For last two decades, clustering is well-recognized area in the research field of data mining. Data clustering plays the major research at pattern recognition, Signal processing, bioinformatics and Artificial Intelligence. Clustering process is an unsupervised learning techniques where it generates a group of object based on their similarity in such a way that the objects belonging to other groups are similar and those belonging to other are dissimilar. This paper analysis the three different data types clustering techniques like K-Means, Principal components analysis (PCA) and Independent component analysis (ICA) in real and simulated data.

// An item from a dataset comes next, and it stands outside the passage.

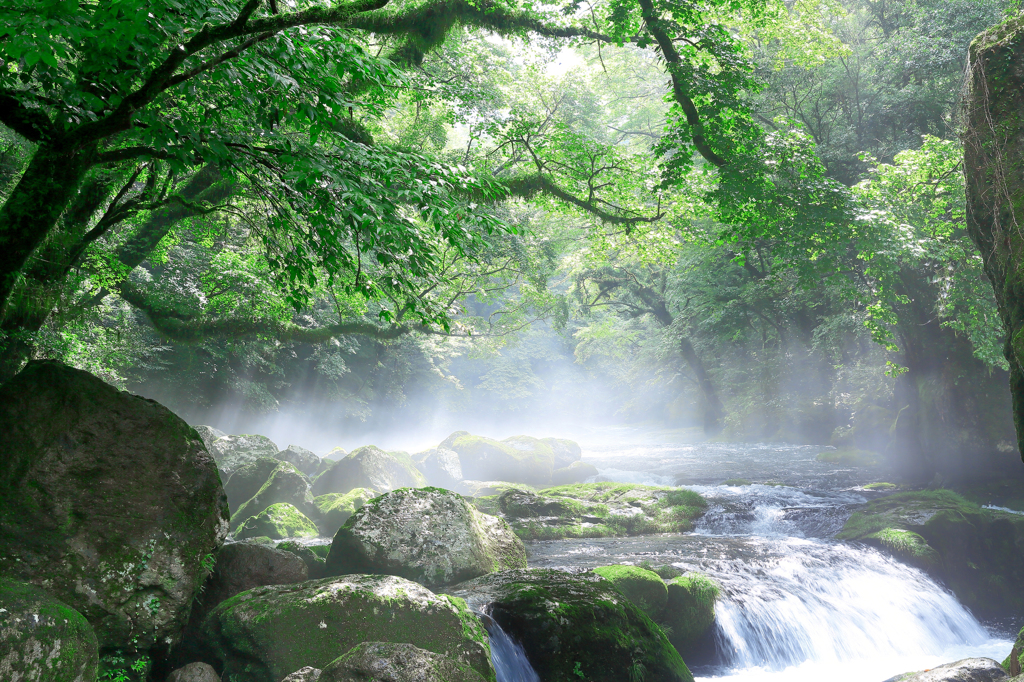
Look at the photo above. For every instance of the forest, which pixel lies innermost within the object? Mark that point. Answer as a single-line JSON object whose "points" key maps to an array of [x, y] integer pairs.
{"points": [[449, 340]]}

The recent developments by considering a rather unexpected application of the theory of Independent component analysis (ICA) found in data clustering, outlier detection and multivariate data visualization. Accurate identification of data clustering plays an important role in statistical analysis. In this paper we explore the connection among these three techniques to identify multivariate data clustering and develop a new method k-means on PCA or ICA then the result shows that ICA based clustering performs well than others.